Vulnerability report fails to load for large groups/projects

Summary

The group-level and project-level dashboards are both failing with an internal server error.

image

The instance query works:

image

Steps to reproduce

Use graphql explorer to run the queries above.

Example Project

gitlab-org/gitlab

What is the current bug behavior?

500 error

What is the expected correct behavior?

Response with data.

Relevant logs and/or screenshots

Output of checks

Results of GitLab environment info

Expand for output related to GitLab environment info

(For installations with omnibus-gitlab package run and paste the output of:
`sudo gitlab-rake gitlab:env:info`)

(For installations from source run and paste the output of:
`sudo -u git -H bundle exec rake gitlab:env:info RAILS_ENV=production`)

Results of GitLab application Check

Expand for output related to the GitLab application check

(For installations with omnibus-gitlab package run and paste the output of: sudo gitlab-rake gitlab:check SANITIZE=true)

(For installations from source run and paste the output of: sudo -u git -H bundle exec rake gitlab:check RAILS_ENV=production SANITIZE=true)

(we will only investigate if the tests are passing)

Possible fixes

[5:21 PM] I think the problem is, it’s trying to load all the vulnerability_occurrences records for all the scanners into the memory and then doing the distinct on them.
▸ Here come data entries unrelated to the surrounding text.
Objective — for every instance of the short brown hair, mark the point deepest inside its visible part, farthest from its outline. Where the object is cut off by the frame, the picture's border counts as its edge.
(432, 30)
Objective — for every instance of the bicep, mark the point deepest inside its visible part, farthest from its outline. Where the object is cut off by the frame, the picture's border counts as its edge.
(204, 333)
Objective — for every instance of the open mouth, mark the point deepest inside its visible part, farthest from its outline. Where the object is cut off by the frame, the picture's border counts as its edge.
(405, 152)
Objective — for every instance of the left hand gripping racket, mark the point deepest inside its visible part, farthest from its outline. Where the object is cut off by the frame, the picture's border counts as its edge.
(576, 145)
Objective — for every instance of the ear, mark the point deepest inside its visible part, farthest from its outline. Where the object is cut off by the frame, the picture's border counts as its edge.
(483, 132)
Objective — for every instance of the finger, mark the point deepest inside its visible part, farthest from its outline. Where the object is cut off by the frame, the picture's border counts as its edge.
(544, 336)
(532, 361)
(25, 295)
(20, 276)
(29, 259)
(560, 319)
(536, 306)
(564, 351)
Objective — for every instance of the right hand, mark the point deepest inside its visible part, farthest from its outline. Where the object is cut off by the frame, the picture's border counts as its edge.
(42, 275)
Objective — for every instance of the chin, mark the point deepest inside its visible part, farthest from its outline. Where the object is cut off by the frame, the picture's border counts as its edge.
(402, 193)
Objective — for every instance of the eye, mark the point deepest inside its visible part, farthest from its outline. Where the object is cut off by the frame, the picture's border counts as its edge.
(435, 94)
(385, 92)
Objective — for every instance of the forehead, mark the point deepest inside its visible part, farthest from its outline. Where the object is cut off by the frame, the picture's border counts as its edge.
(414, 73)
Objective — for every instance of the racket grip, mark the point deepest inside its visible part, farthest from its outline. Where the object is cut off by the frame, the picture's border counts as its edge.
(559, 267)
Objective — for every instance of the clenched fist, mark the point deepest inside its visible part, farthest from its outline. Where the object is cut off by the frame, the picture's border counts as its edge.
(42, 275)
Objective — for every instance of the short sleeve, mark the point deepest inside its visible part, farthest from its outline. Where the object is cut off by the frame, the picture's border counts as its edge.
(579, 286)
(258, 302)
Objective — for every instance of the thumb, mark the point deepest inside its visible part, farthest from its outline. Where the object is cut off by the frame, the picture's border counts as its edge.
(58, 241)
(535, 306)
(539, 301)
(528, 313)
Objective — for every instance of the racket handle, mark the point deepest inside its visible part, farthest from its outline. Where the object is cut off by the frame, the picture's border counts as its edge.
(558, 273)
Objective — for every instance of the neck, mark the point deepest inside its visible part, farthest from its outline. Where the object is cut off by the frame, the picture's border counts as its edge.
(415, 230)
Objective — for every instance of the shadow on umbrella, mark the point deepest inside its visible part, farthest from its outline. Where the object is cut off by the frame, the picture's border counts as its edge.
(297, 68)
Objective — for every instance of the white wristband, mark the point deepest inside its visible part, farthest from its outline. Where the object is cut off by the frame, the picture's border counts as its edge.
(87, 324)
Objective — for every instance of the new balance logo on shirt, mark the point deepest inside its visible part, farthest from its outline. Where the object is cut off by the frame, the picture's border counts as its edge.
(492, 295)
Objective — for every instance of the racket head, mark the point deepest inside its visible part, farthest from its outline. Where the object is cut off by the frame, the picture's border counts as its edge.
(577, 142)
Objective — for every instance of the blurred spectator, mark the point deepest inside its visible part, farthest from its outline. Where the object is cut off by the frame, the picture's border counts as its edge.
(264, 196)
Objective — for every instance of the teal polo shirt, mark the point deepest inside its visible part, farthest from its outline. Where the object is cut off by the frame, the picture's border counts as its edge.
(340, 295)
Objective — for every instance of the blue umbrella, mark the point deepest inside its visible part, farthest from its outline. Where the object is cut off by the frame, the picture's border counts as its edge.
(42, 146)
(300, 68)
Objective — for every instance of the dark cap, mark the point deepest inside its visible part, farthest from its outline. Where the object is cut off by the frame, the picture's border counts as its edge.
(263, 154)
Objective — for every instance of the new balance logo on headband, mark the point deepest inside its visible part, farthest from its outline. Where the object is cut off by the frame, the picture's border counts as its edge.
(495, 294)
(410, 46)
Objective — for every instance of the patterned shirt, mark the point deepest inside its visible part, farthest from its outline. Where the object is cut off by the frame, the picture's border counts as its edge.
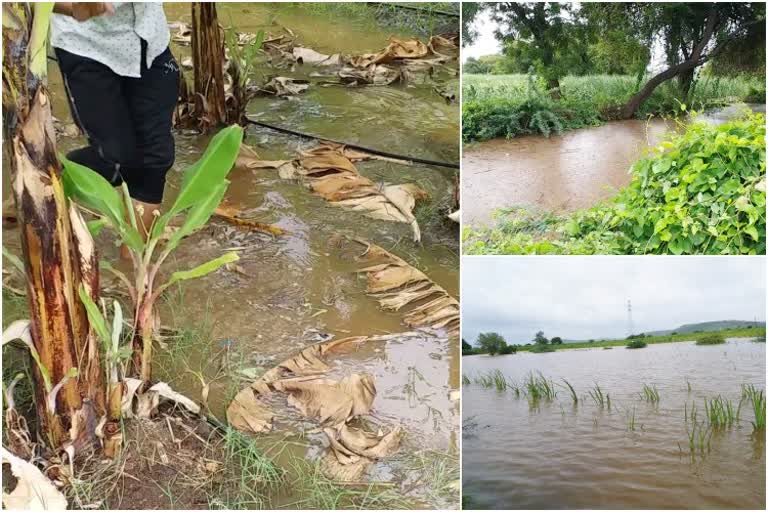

Since we have lots of records in the vulnerability_occurrences table, it’s causing the read amplification.

[5:21 PM] The original query is running around ~350ms on postgres.ai but the one with the lateral join is running around ~13ms.

SELECT 
  DISTINCT ON ("vulnerability_scanners"."external_id", "report_types"."report_type")
  "vulnerability_scanners".*,
  report_types.report_type
FROM "vulnerability_scanners"
INNER JOIN LATERAL (SELECT report_type FROM vulnerability_occurrences WHERE vulnerability_occurrences.scanner_id = vulnerability_scanners.id LIMIT 1) AS report_types ON TRUE
WHERE 
  "vulnerability_scanners"."project_id" IN (SELECT "projects"."id" FROM "projects" WHERE "projects"."namespace_id" IN (WITH RECURSIVE "base_and_descendants" AS ((SELECT "namespaces".* FROM "namespaces" WHERE "namespaces"."type" = 'Group' AND "namespaces"."id" = 9970) UNION (SELECT "namespaces".* FROM "namespaces", "base_and_descendants" WHERE "namespaces"."type" = 'Group' AND "namespaces"."parent_id" = "base_and_descendants"."id")) SELECT "id" FROM "base_and_descendants" AS "namespaces") AND "projects"."archived" = FALSE AND "projects"."pending_delete" = FALSE)
ORDER BY 
  "vulnerability_scanners"."external_id" ASC;

/cc @mparuszewski @dftian @matt_wilson @lkerr